New food imaging technique improves food safety efforts
Source of Article: http://members.ift.org/IFT/Pubs/Newsletters/weekly/nl_021109.htm
A study in the Journal of Food Science shows that near-infrared (NIR) wavelength signals can be used to image many different types of food products, and to provide measurements for the detection of foreign bodies and in food quality monitoring. Some of the most widely used methods for investigating properties of foods include metal detection, X-ray techniques, and visual inspection. However, each of these methods has disadvantages. In this study, the researchers used a through-transmission NIR imaging system using a single NIR wavelength of 850 nm to image the internal structure of many different types of food material.
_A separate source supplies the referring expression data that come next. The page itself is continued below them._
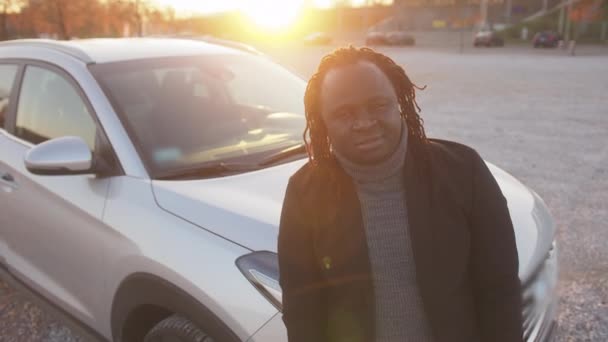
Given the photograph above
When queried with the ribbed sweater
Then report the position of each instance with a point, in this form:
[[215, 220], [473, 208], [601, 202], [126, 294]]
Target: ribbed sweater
[[399, 311]]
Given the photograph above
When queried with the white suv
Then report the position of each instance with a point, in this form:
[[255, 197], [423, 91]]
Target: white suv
[[141, 184]]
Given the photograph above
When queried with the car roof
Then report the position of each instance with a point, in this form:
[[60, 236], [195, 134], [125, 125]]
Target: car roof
[[106, 50]]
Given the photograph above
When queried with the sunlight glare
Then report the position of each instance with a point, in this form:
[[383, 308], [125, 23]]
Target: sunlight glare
[[273, 14], [323, 3]]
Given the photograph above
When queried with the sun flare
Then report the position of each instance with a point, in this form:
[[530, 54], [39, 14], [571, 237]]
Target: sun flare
[[273, 14]]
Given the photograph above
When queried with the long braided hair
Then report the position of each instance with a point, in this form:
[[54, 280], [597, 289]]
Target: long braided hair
[[315, 135]]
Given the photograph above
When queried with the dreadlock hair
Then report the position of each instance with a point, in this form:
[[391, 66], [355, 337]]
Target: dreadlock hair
[[315, 134]]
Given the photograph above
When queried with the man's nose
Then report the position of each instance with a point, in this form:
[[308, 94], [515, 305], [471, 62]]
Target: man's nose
[[364, 120]]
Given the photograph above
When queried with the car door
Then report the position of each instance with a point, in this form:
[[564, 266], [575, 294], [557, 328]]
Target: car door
[[55, 240], [8, 75]]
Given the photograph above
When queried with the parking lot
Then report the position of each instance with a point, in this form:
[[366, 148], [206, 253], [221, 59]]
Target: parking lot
[[541, 115]]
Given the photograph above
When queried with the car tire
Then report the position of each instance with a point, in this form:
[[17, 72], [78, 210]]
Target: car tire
[[176, 328]]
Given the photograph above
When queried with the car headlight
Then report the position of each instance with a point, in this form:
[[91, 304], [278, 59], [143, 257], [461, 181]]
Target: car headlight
[[262, 270]]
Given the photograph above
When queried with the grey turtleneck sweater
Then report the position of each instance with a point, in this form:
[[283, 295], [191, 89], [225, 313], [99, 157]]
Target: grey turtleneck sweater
[[399, 309]]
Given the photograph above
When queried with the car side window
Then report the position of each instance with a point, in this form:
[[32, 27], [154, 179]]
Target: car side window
[[50, 107], [7, 80]]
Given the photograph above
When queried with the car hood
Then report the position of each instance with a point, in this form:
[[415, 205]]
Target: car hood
[[246, 209]]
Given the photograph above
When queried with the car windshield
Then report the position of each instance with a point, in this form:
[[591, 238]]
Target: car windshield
[[187, 111]]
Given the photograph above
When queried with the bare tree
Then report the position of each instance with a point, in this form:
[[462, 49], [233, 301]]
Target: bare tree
[[6, 7]]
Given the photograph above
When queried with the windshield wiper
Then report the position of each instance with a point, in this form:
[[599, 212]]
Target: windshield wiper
[[292, 151], [216, 169]]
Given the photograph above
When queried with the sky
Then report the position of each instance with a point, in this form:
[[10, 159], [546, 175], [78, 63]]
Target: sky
[[215, 6]]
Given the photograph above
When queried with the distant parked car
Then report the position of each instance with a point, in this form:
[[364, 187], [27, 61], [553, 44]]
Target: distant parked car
[[317, 38], [400, 38], [546, 39], [376, 38], [389, 38], [488, 38]]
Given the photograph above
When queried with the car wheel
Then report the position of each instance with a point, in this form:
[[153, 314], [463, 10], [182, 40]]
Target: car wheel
[[176, 329]]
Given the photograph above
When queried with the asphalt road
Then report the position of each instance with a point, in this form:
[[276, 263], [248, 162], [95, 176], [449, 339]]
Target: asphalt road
[[542, 115]]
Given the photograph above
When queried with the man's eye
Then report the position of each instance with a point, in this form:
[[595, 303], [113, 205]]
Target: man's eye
[[379, 105]]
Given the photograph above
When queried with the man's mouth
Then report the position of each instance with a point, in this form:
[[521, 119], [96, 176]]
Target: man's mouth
[[369, 143]]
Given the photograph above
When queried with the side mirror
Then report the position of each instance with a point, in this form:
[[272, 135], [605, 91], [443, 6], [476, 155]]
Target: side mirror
[[60, 157]]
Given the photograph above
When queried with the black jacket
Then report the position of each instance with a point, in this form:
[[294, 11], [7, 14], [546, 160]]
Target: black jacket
[[462, 240]]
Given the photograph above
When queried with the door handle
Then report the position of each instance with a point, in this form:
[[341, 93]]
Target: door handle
[[8, 182]]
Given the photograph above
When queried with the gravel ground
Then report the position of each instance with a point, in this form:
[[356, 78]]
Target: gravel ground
[[539, 114]]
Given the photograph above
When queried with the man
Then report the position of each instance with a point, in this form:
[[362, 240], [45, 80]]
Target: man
[[386, 235]]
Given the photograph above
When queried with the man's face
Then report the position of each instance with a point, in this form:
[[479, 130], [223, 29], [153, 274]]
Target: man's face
[[361, 112]]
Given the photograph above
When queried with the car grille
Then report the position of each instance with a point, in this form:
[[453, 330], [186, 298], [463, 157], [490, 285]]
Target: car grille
[[539, 299]]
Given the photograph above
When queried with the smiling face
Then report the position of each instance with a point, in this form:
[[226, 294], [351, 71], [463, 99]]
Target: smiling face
[[360, 109]]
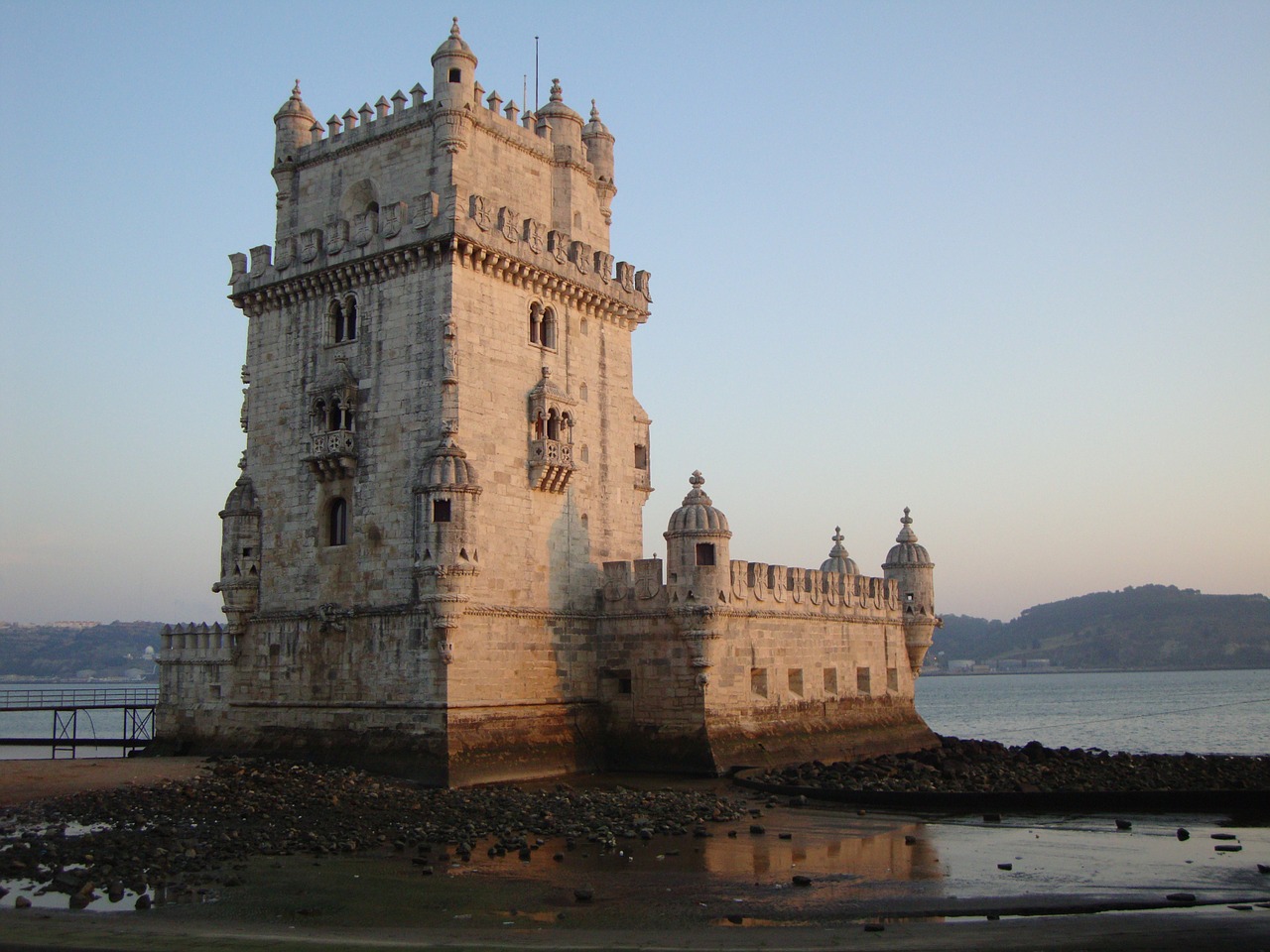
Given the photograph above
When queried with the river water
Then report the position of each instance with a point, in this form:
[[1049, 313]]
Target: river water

The researchers imaged frozen dough products; these products can be a problem for metal detection due to the ice layer on the outer surface of the sample that can have a finite conductivity. Using NIR imaging, researchers were able to detect the presence of a coin and a glass ball inside frozen dough products. NIR signals can also be used to inspect food materials with a high percentage of water content, such as fruits and vegetables.
The NIR imaging technique can also be used for packaged foods, as long as no metallic layers are present. For example, the researchers were able to detect a piece of adhesive that was placed between two layers of a meat sample, which was inside standard plastic packaging that included a layer of paper at the base of the container. Detection of bones and fat in meat-based products is also possible with this technique. In fact, NIR at 850 nm could be used to determine the percentage of fat content in meat products, where all other components are constant.
The researchers concluded that NIR imaging presents clear benefits in the case of food materials, where transmission through certain foodstuffs (such as bread dough) is possible where ultrasound cannot be used effectively. NIR imaging is nonionizing and potentially low cost, giving it an advantage over X-ray inspection methods in certain applications.